Teaching social science can be very rewarding, and great teaching methods can be learned. With the right education and preparation, you can acquire the knowledge and skills to inspire classrooms of open-minded, curious students to become solid, upstanding citizens, aware of their place in the world and committed to making it a better place to live for future generations.
While STEM subjects (science, technology, engineering, and math) may garner a lion’s share of the headlines when it comes to common core educational standards in American schools, there’s an increasing voice among educators that speaks to the importance role social studies play in the development of students’ understanding of their roles, responsibilities, and expectations within the framework of a complex society.

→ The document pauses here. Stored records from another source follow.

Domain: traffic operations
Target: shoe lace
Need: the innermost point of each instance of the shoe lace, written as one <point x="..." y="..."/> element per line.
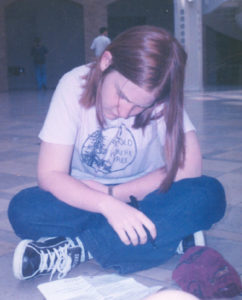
<point x="56" y="260"/>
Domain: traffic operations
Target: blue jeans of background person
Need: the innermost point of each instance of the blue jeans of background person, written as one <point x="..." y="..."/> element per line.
<point x="40" y="73"/>
<point x="190" y="205"/>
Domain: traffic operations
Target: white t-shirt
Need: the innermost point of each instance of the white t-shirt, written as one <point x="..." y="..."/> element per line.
<point x="115" y="154"/>
<point x="99" y="44"/>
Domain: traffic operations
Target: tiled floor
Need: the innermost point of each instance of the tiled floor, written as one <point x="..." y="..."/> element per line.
<point x="218" y="118"/>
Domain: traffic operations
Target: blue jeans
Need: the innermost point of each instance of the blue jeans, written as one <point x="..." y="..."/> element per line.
<point x="40" y="74"/>
<point x="188" y="206"/>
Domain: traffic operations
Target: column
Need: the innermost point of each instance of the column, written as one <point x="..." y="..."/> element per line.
<point x="188" y="30"/>
<point x="3" y="54"/>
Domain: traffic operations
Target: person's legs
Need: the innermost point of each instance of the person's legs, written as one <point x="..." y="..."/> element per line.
<point x="189" y="206"/>
<point x="38" y="75"/>
<point x="43" y="75"/>
<point x="35" y="213"/>
<point x="49" y="229"/>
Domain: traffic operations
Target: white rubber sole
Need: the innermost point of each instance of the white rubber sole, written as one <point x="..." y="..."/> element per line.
<point x="18" y="259"/>
<point x="199" y="238"/>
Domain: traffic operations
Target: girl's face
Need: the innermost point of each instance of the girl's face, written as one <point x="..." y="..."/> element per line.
<point x="121" y="98"/>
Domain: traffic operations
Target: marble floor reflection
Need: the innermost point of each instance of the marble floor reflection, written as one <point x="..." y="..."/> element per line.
<point x="217" y="116"/>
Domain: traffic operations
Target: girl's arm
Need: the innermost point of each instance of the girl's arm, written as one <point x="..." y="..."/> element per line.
<point x="53" y="176"/>
<point x="144" y="185"/>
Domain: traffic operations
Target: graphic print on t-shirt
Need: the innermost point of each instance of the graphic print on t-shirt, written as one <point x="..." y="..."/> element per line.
<point x="109" y="150"/>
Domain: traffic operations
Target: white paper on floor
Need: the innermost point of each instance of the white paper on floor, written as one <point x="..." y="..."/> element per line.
<point x="102" y="287"/>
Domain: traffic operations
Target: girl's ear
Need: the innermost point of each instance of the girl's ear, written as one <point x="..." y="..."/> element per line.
<point x="105" y="61"/>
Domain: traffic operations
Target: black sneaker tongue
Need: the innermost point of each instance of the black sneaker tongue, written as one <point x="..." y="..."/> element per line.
<point x="75" y="254"/>
<point x="31" y="262"/>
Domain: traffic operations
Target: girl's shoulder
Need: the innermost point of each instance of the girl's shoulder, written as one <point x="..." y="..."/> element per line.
<point x="77" y="73"/>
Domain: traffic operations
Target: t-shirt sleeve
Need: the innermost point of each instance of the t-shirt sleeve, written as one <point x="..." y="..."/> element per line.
<point x="61" y="123"/>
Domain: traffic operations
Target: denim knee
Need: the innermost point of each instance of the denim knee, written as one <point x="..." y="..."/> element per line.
<point x="214" y="197"/>
<point x="17" y="210"/>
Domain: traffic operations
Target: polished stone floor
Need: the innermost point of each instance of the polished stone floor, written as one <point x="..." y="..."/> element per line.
<point x="218" y="118"/>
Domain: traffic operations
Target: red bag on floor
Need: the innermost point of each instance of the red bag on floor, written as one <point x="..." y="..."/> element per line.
<point x="204" y="272"/>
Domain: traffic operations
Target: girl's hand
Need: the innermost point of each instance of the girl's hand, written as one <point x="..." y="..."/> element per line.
<point x="128" y="222"/>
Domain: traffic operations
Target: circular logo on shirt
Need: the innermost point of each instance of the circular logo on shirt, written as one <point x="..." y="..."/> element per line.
<point x="109" y="150"/>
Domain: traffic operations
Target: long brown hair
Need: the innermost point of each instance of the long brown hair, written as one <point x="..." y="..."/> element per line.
<point x="153" y="59"/>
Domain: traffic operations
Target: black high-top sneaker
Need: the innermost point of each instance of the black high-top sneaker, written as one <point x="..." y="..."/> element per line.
<point x="47" y="255"/>
<point x="196" y="239"/>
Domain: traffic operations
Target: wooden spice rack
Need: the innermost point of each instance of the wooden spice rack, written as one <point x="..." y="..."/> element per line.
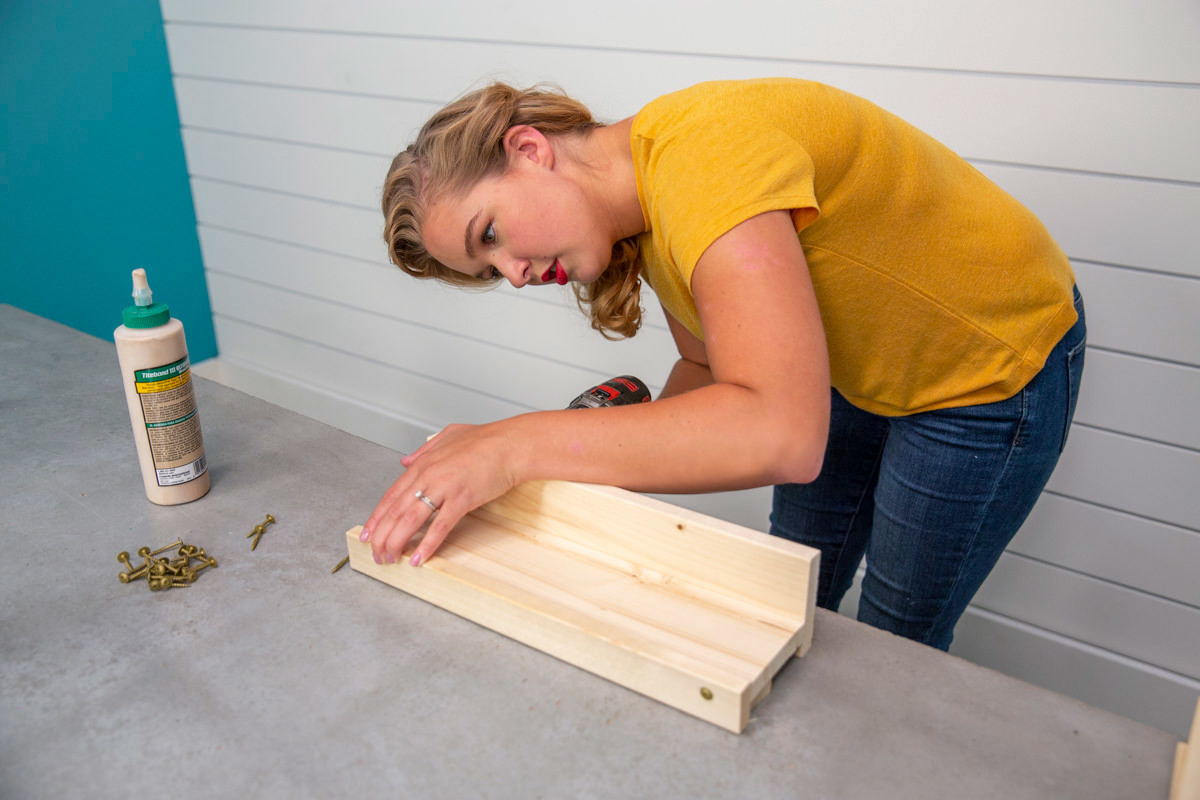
<point x="688" y="609"/>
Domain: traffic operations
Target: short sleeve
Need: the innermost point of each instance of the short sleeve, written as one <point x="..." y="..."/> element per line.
<point x="707" y="175"/>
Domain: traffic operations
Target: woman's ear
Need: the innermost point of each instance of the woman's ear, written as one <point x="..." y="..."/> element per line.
<point x="527" y="143"/>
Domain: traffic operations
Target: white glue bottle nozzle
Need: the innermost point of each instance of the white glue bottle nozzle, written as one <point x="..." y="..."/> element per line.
<point x="142" y="294"/>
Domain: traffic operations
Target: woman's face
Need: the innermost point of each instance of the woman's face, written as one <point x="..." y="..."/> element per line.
<point x="532" y="224"/>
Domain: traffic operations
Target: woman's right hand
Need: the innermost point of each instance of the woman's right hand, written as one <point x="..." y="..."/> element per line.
<point x="457" y="470"/>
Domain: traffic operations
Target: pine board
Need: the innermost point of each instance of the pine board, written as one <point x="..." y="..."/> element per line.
<point x="659" y="599"/>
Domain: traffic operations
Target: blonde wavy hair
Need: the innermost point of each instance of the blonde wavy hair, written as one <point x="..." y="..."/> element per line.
<point x="462" y="144"/>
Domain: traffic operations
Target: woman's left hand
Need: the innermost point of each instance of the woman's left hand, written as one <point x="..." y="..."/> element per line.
<point x="457" y="470"/>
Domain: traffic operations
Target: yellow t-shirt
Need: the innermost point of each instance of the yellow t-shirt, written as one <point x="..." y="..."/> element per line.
<point x="936" y="288"/>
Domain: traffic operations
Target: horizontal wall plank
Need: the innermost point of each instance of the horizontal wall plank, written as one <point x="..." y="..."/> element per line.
<point x="1140" y="397"/>
<point x="1121" y="685"/>
<point x="1150" y="224"/>
<point x="1113" y="546"/>
<point x="421" y="400"/>
<point x="1119" y="471"/>
<point x="1001" y="118"/>
<point x="1149" y="629"/>
<point x="1155" y="230"/>
<point x="375" y="125"/>
<point x="1139" y="41"/>
<point x="1143" y="313"/>
<point x="519" y="320"/>
<point x="334" y="408"/>
<point x="329" y="227"/>
<point x="514" y="377"/>
<point x="321" y="173"/>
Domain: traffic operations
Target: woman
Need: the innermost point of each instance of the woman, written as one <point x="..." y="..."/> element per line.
<point x="863" y="320"/>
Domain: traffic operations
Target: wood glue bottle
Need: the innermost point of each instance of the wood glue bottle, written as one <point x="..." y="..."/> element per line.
<point x="153" y="353"/>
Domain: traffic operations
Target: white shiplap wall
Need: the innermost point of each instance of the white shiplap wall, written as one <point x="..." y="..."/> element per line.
<point x="291" y="112"/>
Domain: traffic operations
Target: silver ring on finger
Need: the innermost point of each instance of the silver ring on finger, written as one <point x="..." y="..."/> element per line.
<point x="420" y="495"/>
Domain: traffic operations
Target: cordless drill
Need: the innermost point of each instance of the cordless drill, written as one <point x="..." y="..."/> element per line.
<point x="623" y="390"/>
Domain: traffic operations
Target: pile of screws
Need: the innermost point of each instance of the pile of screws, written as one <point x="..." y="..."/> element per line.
<point x="167" y="572"/>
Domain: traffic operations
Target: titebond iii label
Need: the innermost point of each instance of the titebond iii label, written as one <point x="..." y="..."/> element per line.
<point x="168" y="408"/>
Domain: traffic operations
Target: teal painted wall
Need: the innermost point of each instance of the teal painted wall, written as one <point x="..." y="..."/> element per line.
<point x="93" y="178"/>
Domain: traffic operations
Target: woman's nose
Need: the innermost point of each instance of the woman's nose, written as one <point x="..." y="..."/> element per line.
<point x="519" y="271"/>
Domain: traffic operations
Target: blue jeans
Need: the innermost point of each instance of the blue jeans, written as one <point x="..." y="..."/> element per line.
<point x="931" y="499"/>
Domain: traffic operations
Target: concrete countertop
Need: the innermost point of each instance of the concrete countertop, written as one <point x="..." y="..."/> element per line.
<point x="271" y="678"/>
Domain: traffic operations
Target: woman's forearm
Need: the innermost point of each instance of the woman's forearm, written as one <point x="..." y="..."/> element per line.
<point x="684" y="377"/>
<point x="717" y="437"/>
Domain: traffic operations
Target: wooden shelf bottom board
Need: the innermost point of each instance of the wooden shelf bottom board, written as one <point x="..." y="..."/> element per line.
<point x="690" y="645"/>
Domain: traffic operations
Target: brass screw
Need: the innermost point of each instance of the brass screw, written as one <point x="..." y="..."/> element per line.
<point x="167" y="582"/>
<point x="145" y="552"/>
<point x="193" y="552"/>
<point x="132" y="575"/>
<point x="257" y="533"/>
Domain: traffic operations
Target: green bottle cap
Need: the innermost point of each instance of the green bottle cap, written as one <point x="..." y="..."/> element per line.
<point x="153" y="316"/>
<point x="144" y="312"/>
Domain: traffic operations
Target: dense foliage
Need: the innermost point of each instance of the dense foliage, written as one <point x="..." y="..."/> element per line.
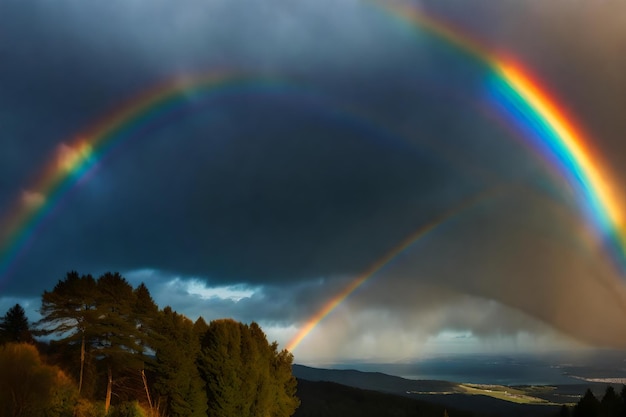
<point x="125" y="357"/>
<point x="611" y="405"/>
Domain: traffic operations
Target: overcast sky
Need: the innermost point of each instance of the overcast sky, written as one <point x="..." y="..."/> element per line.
<point x="263" y="204"/>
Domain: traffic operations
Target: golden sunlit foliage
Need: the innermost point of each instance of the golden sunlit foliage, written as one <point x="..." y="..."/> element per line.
<point x="31" y="388"/>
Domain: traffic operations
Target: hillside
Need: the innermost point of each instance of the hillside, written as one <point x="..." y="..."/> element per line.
<point x="474" y="399"/>
<point x="329" y="399"/>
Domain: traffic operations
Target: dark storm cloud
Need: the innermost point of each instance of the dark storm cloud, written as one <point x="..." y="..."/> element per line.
<point x="285" y="198"/>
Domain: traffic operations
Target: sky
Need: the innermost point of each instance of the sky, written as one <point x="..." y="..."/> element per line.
<point x="264" y="202"/>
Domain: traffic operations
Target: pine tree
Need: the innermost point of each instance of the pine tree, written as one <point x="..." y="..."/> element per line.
<point x="588" y="406"/>
<point x="115" y="335"/>
<point x="68" y="311"/>
<point x="611" y="404"/>
<point x="14" y="326"/>
<point x="179" y="388"/>
<point x="245" y="375"/>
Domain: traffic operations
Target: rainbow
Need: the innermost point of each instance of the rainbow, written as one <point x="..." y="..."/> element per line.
<point x="81" y="158"/>
<point x="526" y="104"/>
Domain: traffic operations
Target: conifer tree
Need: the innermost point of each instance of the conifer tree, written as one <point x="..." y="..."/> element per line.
<point x="114" y="330"/>
<point x="179" y="388"/>
<point x="588" y="406"/>
<point x="68" y="311"/>
<point x="245" y="375"/>
<point x="14" y="326"/>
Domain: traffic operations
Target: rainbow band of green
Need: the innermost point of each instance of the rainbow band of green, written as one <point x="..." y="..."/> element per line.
<point x="140" y="116"/>
<point x="553" y="135"/>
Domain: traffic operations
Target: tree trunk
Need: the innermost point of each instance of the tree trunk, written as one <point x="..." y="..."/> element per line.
<point x="145" y="384"/>
<point x="107" y="401"/>
<point x="82" y="363"/>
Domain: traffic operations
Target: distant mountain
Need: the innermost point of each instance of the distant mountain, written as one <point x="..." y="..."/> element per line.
<point x="371" y="387"/>
<point x="328" y="399"/>
<point x="376" y="381"/>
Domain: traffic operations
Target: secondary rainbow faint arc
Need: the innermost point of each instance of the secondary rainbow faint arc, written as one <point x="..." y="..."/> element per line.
<point x="566" y="142"/>
<point x="132" y="119"/>
<point x="420" y="233"/>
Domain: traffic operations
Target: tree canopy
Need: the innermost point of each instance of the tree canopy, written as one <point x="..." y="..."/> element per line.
<point x="127" y="349"/>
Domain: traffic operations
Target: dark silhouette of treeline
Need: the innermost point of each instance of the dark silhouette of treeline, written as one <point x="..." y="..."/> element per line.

In most states, you can achieve this with a bachelor’s degree and a valid teaching license. For aspiring teachers who already have a bachelor’s degree—especially in a social sciences field—but no degree or license in teaching, today’s leading teaching colleges offer Master of Arts in Teaching Social Sciences programs that focus on preparing you with not just the essential knowledge and skills to become a licensed social science teacher, but an advanced immersion into the foundations of teaching, instructional planning and presentation, and the social science pedagogy. You can learn to be a difference-maker in the classroom or beyond. Students who take this route to becoming a social studies teacher often have work experience in the social.
The need for well-educated, well-rounded citizens is important to the functioning of a healthy society. As such, there will always be a need for social science teachers with the knowledge and skills to enlighten students on a diversity of subjects, including history, economics, geography, and political science.
The Bureau of Labor Statistics projects that the employment of middle school and high school teachers will grow by around 6 percent between 2014 to 2024, which is near the 7 percent average for all occupations. The demand will likely be even greater in urban school districts.
You’ll have an important responsibility as a teacher of the social sciences. Perhaps even more than for other teachers in your school, your everyday work will be filled with opportunities to inspire students to identify and understand not only the challenges faced by our diverse nation, but also how we relate to others beyond our own borders. Each class becomes a social experiment in how students interact with and engage each other. You’ll discuss the news of the day, and you’ll promote lively discussions about who we are as a society and what we can learn from different societies throughout history.
A social science teacher’s daily schedule typically includes time before and after school to meet with parents, students, and other teachers, so good communication skills are essential. You will probably also spend time on evenings and weekends reading and keeping up with world events, grading papers, and preparing your lessons.
If the idea of becoming a social science teacher appeals to you, the following organizations can provide support and guidance to help you achieve your goals.
Social science teachers play an important role in the U.S. educational system. Check out some of the current positions available for dedicated educators in middles schools and high schools across the country.
A social science teacher’s salary is generally in line with that of other middle school and high school teachers. According to the Bureau of Labor Statistics, high school teachers earned a median annual salary of $57,200 in May 2015, while middle school teachers earned a median annual salary of $55,860. Other important factors that may impact your salary include the state and community where you teach (teachers in urban areas and bilingual teachers tend to earn more), how long you have been teaching, and the level of education you have attained.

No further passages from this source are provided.